A perennial problem when mapping neighbourhood data is the variable size of the areas. Typically this leaves the map dominated by the largest areas - which often contain the fewest people - whereas the attributes of the smallest areas become too small to discern. An example is shown below, which is a choropleth map of the log of the average house price of local authorities in England in 2016. The highest prices are in London - the boundary of which is shown - but where in the capital is most expensive and the spatial variation within it are not clear.

require(GISTools)
z <- log(map$MeanPrice)
shades <- auto.shading(z, cutter = rangeCuts, n = 4, cols = brewer.pal(4, "YlGnBu"))
par(mai=c(0,0,0.5,0))
choropleth(map, z, shading = shades, border = "white")
outline <- rgeos::gBuffer(map)
plot(outline, add = T)
plot(rgeos::gBuffer(map[map$RGN == "London",]), add=T)
choro.legend(52473, 622458, shades, between = "to <")
title("Mean house price (log £s)", cex.main = 0.9)
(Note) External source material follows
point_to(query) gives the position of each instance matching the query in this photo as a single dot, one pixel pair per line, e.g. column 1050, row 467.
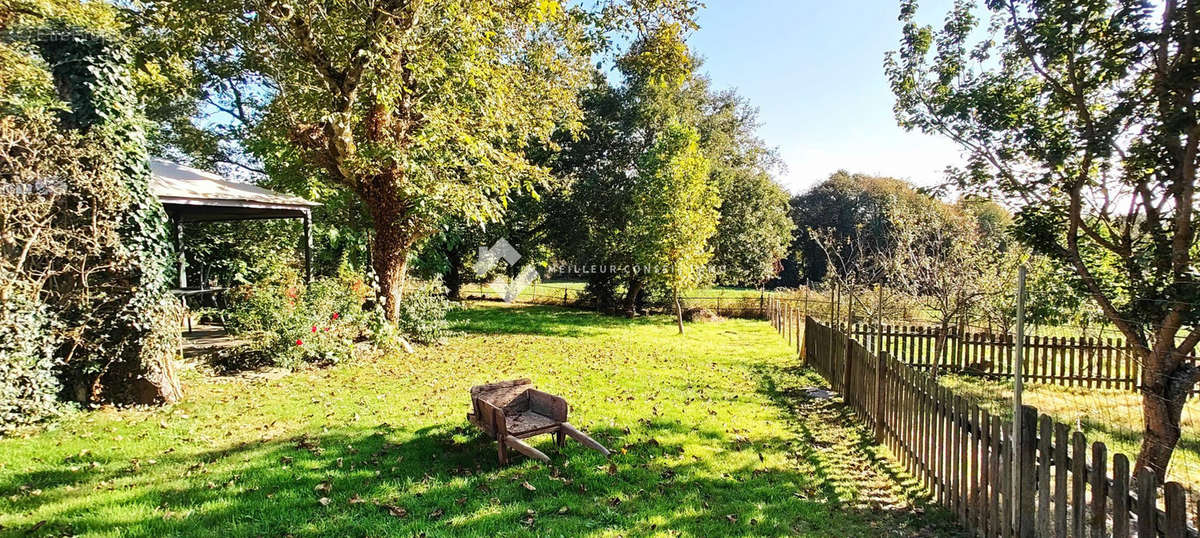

A ‘solution’ has been to use cartograms that resize the areas in accordance with their population size or, alternatively, in proportion to the attribute of interest, presently the log of the average house price. Both approaches are shown below, and were produced using the cartogram package for R. The concern - which is not a criticism of the package but a comment on cartograms more generally - is that these trade invisibility for distortion: London is now much larger but it comes at the price of geographic distortion that renders parts of the rest of the map illegible. If the purpose of the map is to convey location as well as measurement then neither the choropleth nor the cartograms are especially successful. Both suffer from a problem of misrepresentation.

Balanced cartograms

Harris et al. (2017b) describe the problem of geographic distortion as ‘the curse of the cartogram’. The problem arises not from the method per se but from the choice of scaling variable used to reapportion the areas. Exchanging one positively skewed variable (the area of each local authority), with another positively skewed variable (the house prices) cannot solve the visualisation issue. The problem would, of course, be even worse if the actual prices were used instead of their log.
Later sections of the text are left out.